Any way, I would challenge that thinking with this: If He were to change His rule at all, it would need to be that new borns did not have Original Sin and therefore they go straight to heaven if they die unbaptised
If He allows exceptions, what are the absolutes and where does it stop?
And what about those who are not ministered to by a Missionary or Priest, who nevertheless have been touched by the Holy Ghost and believe? Even if their belief is not accompanied by full immersion in dogma, mainly due to an inablity to receive The Word. What happens to those people?
This is also a common question, I liken it to "what about the ignorant native in darkest Africa who never heard of God?
The short answer is that they will go to hell, OTOH, were God to see that they truly were sincere in their desire to know and love Him, He would, in His Divine Providence (btw also a defined dogma) send someone to Baptise and minister to them. IOW, He will never allow a sincere soul to die without the Sacraments, even if it means a miracle, after all, what is a miracle to God? This is God's Divine Providence. I disagree that God will make exceptions at our whim.
Most people seem to think that Our Lord and Saviour Jesus Christ, Who is the Infinite God, never thought of or foresaw the predicament of "the native" living in 2004. And yet, in some later conversation, the same people will reassure themselves that "the hairs of our head are numbered," and - "He marks the sparrow's fall."
People generally were not taught, and so have no idea, of the rapid growth of the Church during the lives of the Apostles. They do not know that before the death of the last Apostle, St. John, the Faith had been brought to every part of the known world. This world-wide spread of the Faith is called "the miracle of diffusion." When the modern Catholic thinks of the early Christians at all, he thinks of them as being only a few in number, and that few as the poor and illiterate. But that is not so. The Church had great successes, even in its earliest days. In the centuries following the age of the Apostles, the Church continued to grow, despite the wholesale persecutions.

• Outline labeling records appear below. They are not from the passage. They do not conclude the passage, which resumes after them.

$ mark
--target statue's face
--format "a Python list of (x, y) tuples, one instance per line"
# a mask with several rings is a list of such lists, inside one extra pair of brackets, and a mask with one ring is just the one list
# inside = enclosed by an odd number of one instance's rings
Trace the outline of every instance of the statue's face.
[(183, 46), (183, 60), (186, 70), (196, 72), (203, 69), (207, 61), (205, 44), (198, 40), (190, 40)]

We know, then, that long ago the Faith was held and lost, in these lands where it had flourished so gloriously. Now, loss of Faith is always culpable. It is always man's fault, that is, when he has lost his God-given gift of Faith. That is the clear teaching of the Church. It is by man's sins - whether of neglect, sloth, indifference, worldliness, selfishness, vice - that he no longer believes.
And - and this is the significant fact with regard to the native - the sins of the fathers are visited upon their sons. "Like father , like son" is repeated for our reflection and chastisement in the stories of the human race in all generations. The sin of Adam and Eve is the "original sin" with which every child comes into the world, every man's inheritance from a sinful father. The sons of Cain were wicked men, as was their father. The cities of Babylon and Jerusalem tell that tale. Chanaan was cursed for the sin of his father, Cham. And on and on it goes. The men who followed Luther and Calvin, John Knox and Henry VIII, passed on to their children their sin. Their children are the Protestants of our day, whose fathers lost the Faith for them.
***Many folks love to want to believe (I am not knocking them) as you - that God's mercy will allow an exception to the rule.****
Does your position mean that EVERY unborn child who ever existed will never see the face of God? (Being as it is impossible for them to be baptized).